By 1945, the tide of war had shifted and clearly the allies were headed toward victory. Once Hitler had fallen that spring in Germany, the force of the world was on Japan and America’s technology had quickly become second to none. As the Asian mainland states and Pacific islands were liberated one by one, the task of vanquishing the fighting forces on the Japanese mainland would be a mission that could have drawn perhaps a million casualties if a D-Day style attack were attempted.

Less than four years from the Pearl Harbor invasion, on August 6, 1945 on Hiroshima and August 9, 1945 on Nagasaki, the United States dropped single atom bombs on these two Japanese cities creating such widespread death and damage that six days later on August 15th, the Japanese surrendered.

While so much focus extends to the drastic and horrible measures the United States undertook to end World War Two, to chastise President Harry Truman’s decision to resort to such overwhelming destruction to promptly finish the war cannot be separated from the context that created the need in the first place.

The Japanese horrors extended far beyond their attack on the Hawaiian naval base. The Philippines, mainland China, Southeast Asia, Korea, New Guinea and through out the South Pacific endured some of the most barbaric warfare at the hands of the Japanese. Any attempt to create a sense of moral equivalency between what the Japanese did in their conquest of the Pacific Ocean and what the United States felt compelled to do to end the war simply misses the point.

Now, for decades the Japanese have been one of the United States’ strongest allies. The Japanese and American economies have worked together for years developing powerful corporations marketing billions of dollars in valuable products every year. The Japanese are a well educated, productive, peace loving people. Their history as a people is generally that of a noble society.

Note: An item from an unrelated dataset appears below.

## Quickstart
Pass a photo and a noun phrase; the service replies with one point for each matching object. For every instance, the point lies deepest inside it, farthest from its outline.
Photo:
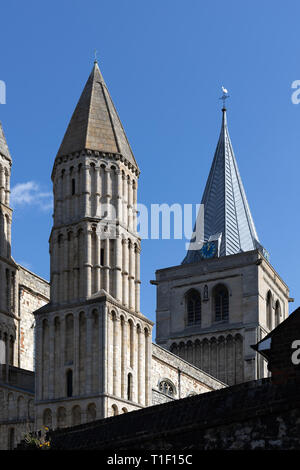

How could a nation become so easily taken in by the desires of such a genocidal imperialistic government is hard to comprehend. Many parallels between the worst of Imperial Japan and radical Islam today are hard to avoid.

That our country does not take the threats of Global Terrorism seriously showed us so helpless and unprepared on September 11, 2001 just as we were not prepared for the morning of December 7, 1941. In both cases, WAR CHOSE US, WE DID NOT CHOSE WAR.

The “great” generation made tremendous sacrifice knowing nothing short of absolute victory, the total defeat of the Axis powers could ever be acceptable. They fought selflessly with commitment and love for community and country until the ultimate goal was achieved. In the wake of all that has happened in the last eight plus years in response to our new enemy, how can we not seriously doubt today’s Americans’ resolve to be absolute victors over the forces of terrorism?

Rest assured, the war on terror is far from over. In fact, it might have only just started despite two wars, Iraq and Afghanistan. We can also be certain that there will be future attacks when we least expect them how we least expect them. It’s hard not to believe the next one, if played out according to plan, will deal us a far worse blow than our new millennium’s “Day of Infamy.”

In the meantime, we still have the wisdom of survivors from World War II, our fathers and uncles who served in the military and the countless efforts of those who remained behind to support the war effort. Nature not war is taking thousands of them from us each day. Let us use the remembrance of the tragedy of Pearl Harbor to remind us to benefit from their wisdom in the little time we have left to appreciate that their sacrifices made our world possible.